Common Mistakes to Avoid

  • Not claiming at all because you assume R&D tax credits are only for lab-based research or pharma companies - software development, engineering, and manufacturing can all qualify
  • Including costs that do not qualify, such as marketing, sales, quality control, or routine maintenance and support, which can trigger an HMRC enquiry
  • Missing the two-year deadline for claims - you can only claim R&D relief for an accounting period up to two years after that period ends
  • Failing to prepare adequate technical documentation to support the claim, which is the most common reason HMRC rejects or reduces claims

Frequently Asked Questions

Does software development qualify for R&D tax credits?

Yes, if the software development involves resolving genuine scientific or technological uncertainty. Building a standard website or app using known techniques does not qualify, but developing novel algorithms, working with new technologies, or solving problems where the solution was not readily deducible can qualify.

How much can I claim?

Under the merged RDEC scheme, you receive a 20% credit on qualifying expenditure. For a profitable company paying 25% Corporation Tax, this effectively reduces your net cost of R&D. Loss-making R&D-intensive SMEs can claim a 27% payable credit under the ERIS scheme.

Can I claim R&D tax credits if my company is loss-making?

Yes. Loss-making companies can surrender the R&D credit for a cash payment from HMRC. This is particularly valuable for startups and early-stage companies that are investing heavily in development before generating revenue.

Do I need a specialist to prepare my R&D claim?

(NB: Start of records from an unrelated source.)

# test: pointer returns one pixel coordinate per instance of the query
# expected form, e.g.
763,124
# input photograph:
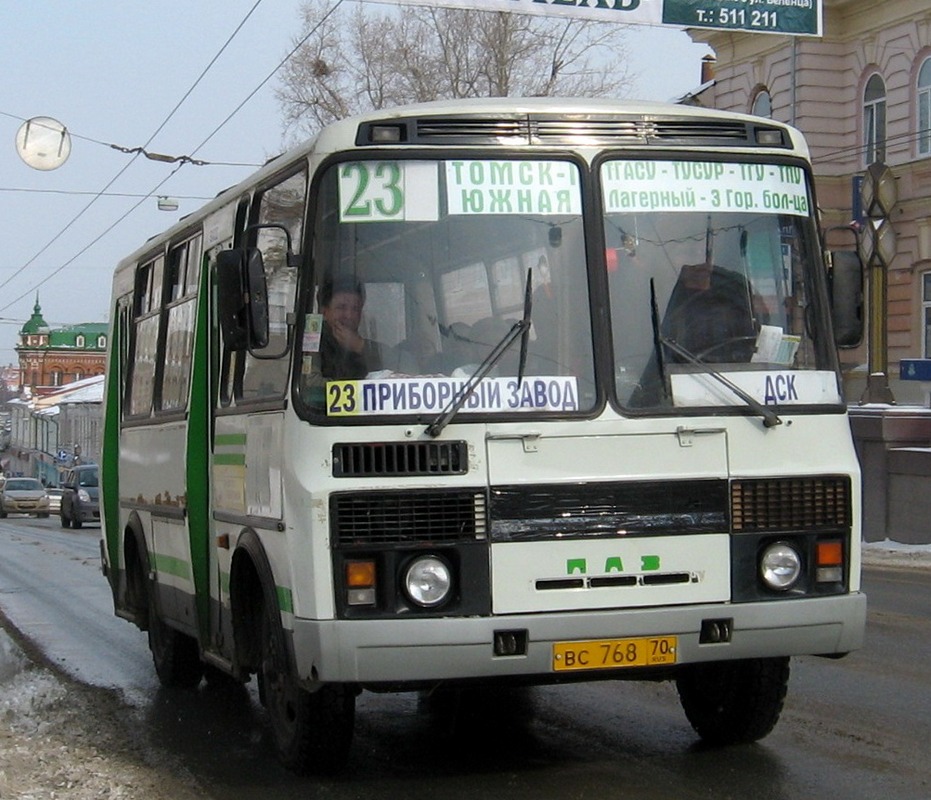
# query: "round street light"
43,143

It is not mandatory, but highly recommended. R&D claims require a detailed technical narrative and cost analysis. Specialist R&D advisors typically charge a success-based fee of 15-25% of the benefit. Given the complexity of the rules and HMRC's increasing scrutiny, professional advice usually pays for itself.

What records do I need to support an R&D claim?

You should keep project plans, technical reports, emails discussing technical challenges, timesheets showing who worked on R&D projects and for how long, and cost records for materials and subcontractors. The more contemporaneous documentation you have, the stronger your claim.